In this unit, we have discussed the following:

  • The Article of Association is the bye-laws which govern the internal management of the company.
  • According to Section 2 (2) of the Companies Act, 1956,”Article means the Article of Association of a company as originally framed or as altered from time to time in pursuance of any previous companies law or of this Act”.

  • Members are bound to the company; the company is bound to the members and the members are bound to the other members by whatever is contained in both the documents.
  • A company by special resolution can alter or add to its article of association. This should be filed with the Registrar within 30 days, in the printed form.
  • The article of association does not constitute any contract between the company and the outsiders.
  • The article must not override any provision of memorandum of association.
  • Article of association is a subordinate document of the company and it can not alter any provision of the memorandum of association.
  • The alteration cannot be made unalterable.
  • The alteration of article of association should not increase the liability of the members.
  • The outsiders dealing with the company are entitled to presume that as far as the internal management of the company is concerned, every thing has been regularly done and that they know about the memorandum and article of association of the company.
  • A company cannot alter its articles so as to exclude or limit the rights of the shareholders or inconsistent with the provisions of the Companies Act.


ANSWERS TO CHECK YOUR PROGRESS


      ANSWERS to Check Your Progress 1
A)
Schedule I of the Companies Act gives certain model forms of articles for different types companies
                               
       ANSWERS to Check Your Progress 2
A.
Five contents of article of association are—

    1. Allotment of shares;
    2. Fixation of minimum subscription;
    3. Dividends, reserves and depreciation funds;
    4. Directors, their qualifications, remuneration, rotation etc and board meeting;
    5. Definition of important words and phrases;

      ANSWERS to Check Your Progress 3
A)
Effects of Article of Association are—

  1. The members to the company
  2. The company to the members
  3. The member inter se,
  4. The company to the outsiders.

      ANSWERS to Check Your Progress 4
A)
Five limitations on power of alteration are—
i) The alteration must not contain anything which is illegal or opposes public    policy.
ii) The alteration must be for the benefit of the Company as a whole
iii) Approval for alteration from the Central Government is also required in certain cases.
iv) A company cannot justify breach of contract with third parties or avoid a    contractual liability by altering article.
v) The alteration of article of association must not be used for any fraud on the minority   by the majority.
  ANSWERS to Check Your Progress 5
A)
Two differences between memorandum and article of association are—
i) Memorandum of association is the charter of the company. It defines the scope of the company. But, article of association regulates the internal management of the company.
ii) Memorandum of association defines the relation of the company with the outside world. But, article of association deals with the rights of the members.

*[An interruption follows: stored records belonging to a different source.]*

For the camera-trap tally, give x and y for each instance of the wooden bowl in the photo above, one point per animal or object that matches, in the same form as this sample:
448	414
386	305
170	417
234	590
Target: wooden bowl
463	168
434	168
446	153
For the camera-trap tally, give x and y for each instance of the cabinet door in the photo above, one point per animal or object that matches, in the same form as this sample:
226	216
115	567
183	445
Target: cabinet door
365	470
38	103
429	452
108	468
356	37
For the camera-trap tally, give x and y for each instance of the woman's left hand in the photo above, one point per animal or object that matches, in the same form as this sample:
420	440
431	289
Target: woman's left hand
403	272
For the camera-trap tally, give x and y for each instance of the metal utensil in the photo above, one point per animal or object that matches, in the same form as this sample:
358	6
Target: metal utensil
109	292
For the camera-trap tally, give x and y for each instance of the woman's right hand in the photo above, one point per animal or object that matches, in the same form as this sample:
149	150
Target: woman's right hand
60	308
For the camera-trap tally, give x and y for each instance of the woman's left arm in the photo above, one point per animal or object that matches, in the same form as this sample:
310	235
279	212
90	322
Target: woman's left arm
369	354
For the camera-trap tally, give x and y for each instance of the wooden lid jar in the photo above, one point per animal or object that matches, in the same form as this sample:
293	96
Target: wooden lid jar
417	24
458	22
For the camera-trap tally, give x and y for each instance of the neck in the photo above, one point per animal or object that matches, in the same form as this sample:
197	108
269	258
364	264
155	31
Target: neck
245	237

ANSWERS to Check Your Progress 6
A)
Three exceptions to the doctrine of indoor management are—
i) Knowledge of irregularity
ii) Negligence
iii) Forgery

 


FURTHER READINGS


1.Guide to Companies Act; by A. Ramaiya; Wadhwa & Company, Nagpur.

2. Company Law by Dr. Avtar Singh; Eastern Book Company,34, Lalbagh, Lucknow .

3. Company Law and Practice, by P.K. Ghosh & V. Balachandran

4. Company Law and Practice, by A. K. Majumdar & G. K. KapoorA text book of Company Law, by P.P.S. Gogna;s.Chand and Company Ltd.
 

POSSIBLE QUESTIONS



  1. What do you understand by the article of association?
  2. What are the different contents of article of association?
  3. How can you alter the article of association?
  4. Discuss the various limitations regarding alteration of association?
  5. Distinguish between memorandum and article of association?
  6. Explain the doctrine of indoor management and state the exceptions, if any, to the doctrine?
  7. Explain the principle laid down in Royal British Bank v. Turquand. What are the exceptions to this principle?